Kavelaars A, Eggen B J, De Graan P N, Gispen W H, Heijnen C J
Department of Pediatric Immunology, University Hospital for Children and Youth, Het Wilhelmina Kinderziekenhuis, The Netherlands.
Eur J Immunol. 1990 Apr;20(4):943-5. doi: 10.1002/eji.1830200435.

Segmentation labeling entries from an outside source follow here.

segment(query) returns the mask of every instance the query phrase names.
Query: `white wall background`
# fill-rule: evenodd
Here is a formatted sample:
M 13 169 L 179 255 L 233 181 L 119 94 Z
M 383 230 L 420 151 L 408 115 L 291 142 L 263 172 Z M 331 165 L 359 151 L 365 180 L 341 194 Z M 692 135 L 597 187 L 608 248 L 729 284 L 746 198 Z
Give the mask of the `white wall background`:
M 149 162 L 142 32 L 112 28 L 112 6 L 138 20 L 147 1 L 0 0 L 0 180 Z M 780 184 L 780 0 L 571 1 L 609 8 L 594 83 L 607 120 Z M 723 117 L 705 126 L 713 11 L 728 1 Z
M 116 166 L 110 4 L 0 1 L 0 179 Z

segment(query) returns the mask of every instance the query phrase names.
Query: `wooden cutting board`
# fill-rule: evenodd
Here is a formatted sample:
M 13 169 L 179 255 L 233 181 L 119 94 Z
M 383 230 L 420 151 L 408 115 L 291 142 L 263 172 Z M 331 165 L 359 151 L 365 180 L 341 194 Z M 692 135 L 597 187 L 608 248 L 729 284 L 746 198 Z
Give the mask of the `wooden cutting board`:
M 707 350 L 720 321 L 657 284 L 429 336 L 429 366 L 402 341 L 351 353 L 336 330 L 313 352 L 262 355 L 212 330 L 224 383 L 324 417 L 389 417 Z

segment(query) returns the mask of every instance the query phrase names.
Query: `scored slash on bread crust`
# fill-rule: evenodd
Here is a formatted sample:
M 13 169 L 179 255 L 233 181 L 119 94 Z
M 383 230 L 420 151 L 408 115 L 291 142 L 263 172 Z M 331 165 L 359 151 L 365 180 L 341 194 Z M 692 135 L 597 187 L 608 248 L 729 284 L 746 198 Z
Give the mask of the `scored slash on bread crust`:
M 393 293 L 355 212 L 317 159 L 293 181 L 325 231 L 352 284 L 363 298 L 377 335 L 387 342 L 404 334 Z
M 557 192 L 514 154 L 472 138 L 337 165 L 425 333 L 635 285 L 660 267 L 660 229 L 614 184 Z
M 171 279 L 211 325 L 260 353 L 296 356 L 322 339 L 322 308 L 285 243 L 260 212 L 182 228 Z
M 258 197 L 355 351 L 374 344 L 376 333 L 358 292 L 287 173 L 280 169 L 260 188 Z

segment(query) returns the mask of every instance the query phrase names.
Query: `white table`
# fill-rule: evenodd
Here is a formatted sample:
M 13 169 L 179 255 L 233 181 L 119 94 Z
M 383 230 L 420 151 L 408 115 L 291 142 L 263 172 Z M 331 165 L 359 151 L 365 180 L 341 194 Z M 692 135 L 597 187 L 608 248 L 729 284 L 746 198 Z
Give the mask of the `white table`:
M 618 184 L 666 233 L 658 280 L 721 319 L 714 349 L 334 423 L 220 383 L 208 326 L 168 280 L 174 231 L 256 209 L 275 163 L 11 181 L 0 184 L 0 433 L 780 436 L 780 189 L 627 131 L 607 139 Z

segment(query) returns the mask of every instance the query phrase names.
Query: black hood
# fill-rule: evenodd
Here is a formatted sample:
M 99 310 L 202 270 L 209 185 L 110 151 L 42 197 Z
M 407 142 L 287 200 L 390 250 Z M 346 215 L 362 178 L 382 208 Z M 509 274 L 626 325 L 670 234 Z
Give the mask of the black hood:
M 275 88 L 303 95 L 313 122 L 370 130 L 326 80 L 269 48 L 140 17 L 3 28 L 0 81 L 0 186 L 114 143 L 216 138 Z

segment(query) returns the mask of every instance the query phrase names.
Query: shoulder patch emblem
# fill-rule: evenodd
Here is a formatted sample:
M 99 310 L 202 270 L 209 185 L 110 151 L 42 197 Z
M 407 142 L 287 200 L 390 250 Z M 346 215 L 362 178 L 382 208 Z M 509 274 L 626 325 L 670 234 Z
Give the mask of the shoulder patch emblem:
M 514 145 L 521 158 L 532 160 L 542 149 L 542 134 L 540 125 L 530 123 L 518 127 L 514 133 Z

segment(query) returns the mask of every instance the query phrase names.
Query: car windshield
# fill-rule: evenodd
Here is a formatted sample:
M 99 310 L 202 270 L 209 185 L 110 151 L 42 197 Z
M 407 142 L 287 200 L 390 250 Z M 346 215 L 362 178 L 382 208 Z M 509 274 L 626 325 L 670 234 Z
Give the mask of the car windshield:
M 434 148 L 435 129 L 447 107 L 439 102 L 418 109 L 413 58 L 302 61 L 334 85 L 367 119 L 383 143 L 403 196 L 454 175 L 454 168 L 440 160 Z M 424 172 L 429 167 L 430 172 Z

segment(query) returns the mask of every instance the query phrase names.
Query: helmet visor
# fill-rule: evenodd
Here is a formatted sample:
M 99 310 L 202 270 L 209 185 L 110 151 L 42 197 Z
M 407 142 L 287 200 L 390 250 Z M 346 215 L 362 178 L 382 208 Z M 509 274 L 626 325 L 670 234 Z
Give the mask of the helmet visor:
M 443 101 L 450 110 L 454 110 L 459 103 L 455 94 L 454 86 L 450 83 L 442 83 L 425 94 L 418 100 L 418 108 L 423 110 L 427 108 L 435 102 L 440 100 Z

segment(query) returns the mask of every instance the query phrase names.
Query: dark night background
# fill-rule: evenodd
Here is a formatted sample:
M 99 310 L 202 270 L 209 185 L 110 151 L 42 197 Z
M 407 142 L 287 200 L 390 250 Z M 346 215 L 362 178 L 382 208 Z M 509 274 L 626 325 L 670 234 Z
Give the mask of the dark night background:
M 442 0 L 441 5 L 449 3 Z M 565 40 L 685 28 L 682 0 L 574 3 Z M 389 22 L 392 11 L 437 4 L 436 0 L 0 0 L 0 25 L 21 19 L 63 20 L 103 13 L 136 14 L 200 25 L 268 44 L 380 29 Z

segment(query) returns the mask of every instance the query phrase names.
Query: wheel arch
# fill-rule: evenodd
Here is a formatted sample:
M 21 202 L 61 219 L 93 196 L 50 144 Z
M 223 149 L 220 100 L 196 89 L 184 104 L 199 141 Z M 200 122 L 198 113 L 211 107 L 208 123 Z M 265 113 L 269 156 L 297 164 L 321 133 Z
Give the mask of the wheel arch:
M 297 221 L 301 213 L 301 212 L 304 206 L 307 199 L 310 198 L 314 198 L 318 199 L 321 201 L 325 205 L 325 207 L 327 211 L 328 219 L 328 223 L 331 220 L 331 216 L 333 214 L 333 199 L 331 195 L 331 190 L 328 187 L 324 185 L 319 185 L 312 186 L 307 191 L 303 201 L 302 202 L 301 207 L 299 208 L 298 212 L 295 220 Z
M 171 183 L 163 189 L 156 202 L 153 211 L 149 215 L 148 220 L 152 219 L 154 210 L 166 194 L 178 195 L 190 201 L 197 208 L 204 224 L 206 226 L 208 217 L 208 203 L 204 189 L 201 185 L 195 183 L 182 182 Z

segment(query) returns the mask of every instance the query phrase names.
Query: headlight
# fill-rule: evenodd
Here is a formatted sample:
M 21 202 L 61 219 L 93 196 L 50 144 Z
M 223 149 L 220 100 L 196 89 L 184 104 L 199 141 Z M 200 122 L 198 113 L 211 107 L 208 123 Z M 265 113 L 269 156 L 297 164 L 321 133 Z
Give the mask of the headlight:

The neuropeptide beta-endorphin can modulate the response of T and B cells to mitogenic or antigenic stimulation. In the present report we describe a novel mechanism by which beta-endorphin can interfere with T cell activation. It is shown here that beta-endorphin can modulate the phorbol ester-induced phosphorylation of the gamma chain of the CD3 complex. The effect of beta-endorphin is dose dependent and appears to be mediated via interaction of beta-endorphin with an opiate receptor on lymphocytes. Evidence is presented that the modulatory effect of beta-endorphin is specific for the phosphorylation of the CD3 gamma chain. beta-Endorphin does not affect the phosphorylation of total cell protein, nor does it have any effect on the phosphorylation of the CD4 determinant on T cells. The possible consequence of a change in CD3 gamma chain phosphorylation is discussed.
神经肽β-内啡肽可调节T细胞和B细胞对有丝分裂原或抗原刺激的反应。在本报告中,我们描述了β-内啡肽干扰T细胞活化的一种新机制。本文表明,β-内啡肽可调节佛波酯诱导的CD3复合物γ链的磷酸化。β-内啡肽的作用呈剂量依赖性,似乎是通过β-内啡肽与淋巴细胞上的阿片受体相互作用介导的。有证据表明,β-内啡肽的调节作用对CD3γ链的磷酸化具有特异性。β-内啡肽不影响总细胞蛋白的磷酸化,对T细胞上CD4决定簇的磷酸化也没有任何影响。文中讨论了CD3γ链磷酸化变化可能产生的后果。